Round-the-clock scanning would occur, and ZyLAB's software was used to set up search mechanisms to identity words, even in languages where nouns change spelling based on how they're used in a sentence.\
"In Rwanda, we had a lot of audio," Cesare says. "We might have 5,000 to 10,000 victims in one day in one place."
While the wheels of justice have ground slowly, the amassed records and evidence has been used in trials that have led to many convictions of individuals held responsible for war crimes, with cases carried out in the international court in The Hague, Holland, the de facto judicial seat for the U.N.
YouTube and data archives
And when it comes to new technologies, the International Criminal Tribunal for the Former Yugoslavia just this month started using social media networks YouTube and Twitter to make its work more transparent to the public. On YouTube, it's now possible to see guilty pleas, witness testimonies and short documentaries.

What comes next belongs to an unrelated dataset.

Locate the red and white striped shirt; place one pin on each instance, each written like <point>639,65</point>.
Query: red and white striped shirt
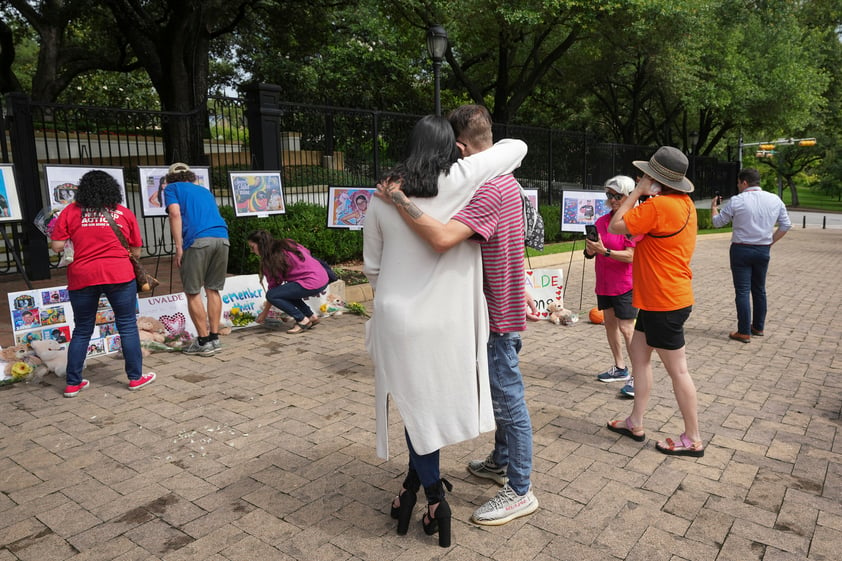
<point>495,214</point>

De Cesare says the goal is to wrap up the work of the tribunals and the trials within two years, establishing a "legacy institution," probably in Holland, for non-confidential data, and make the material available online as well.
De Cesare says the tribunals "have fulfilled their mandate," especially in their work to refute "nationalistic claims of some people that there's wasn't genocide."
According to ZyLAB's chief strategy officer Johannes Scholtes, the goal of the ZYLAB software is to make all manner of digital media, including audio and video, searchable just as text is. One advancement the company continues to work on to perfect is what's called a "phoneme search" in which a digitized sound can be used to search in sound recordings.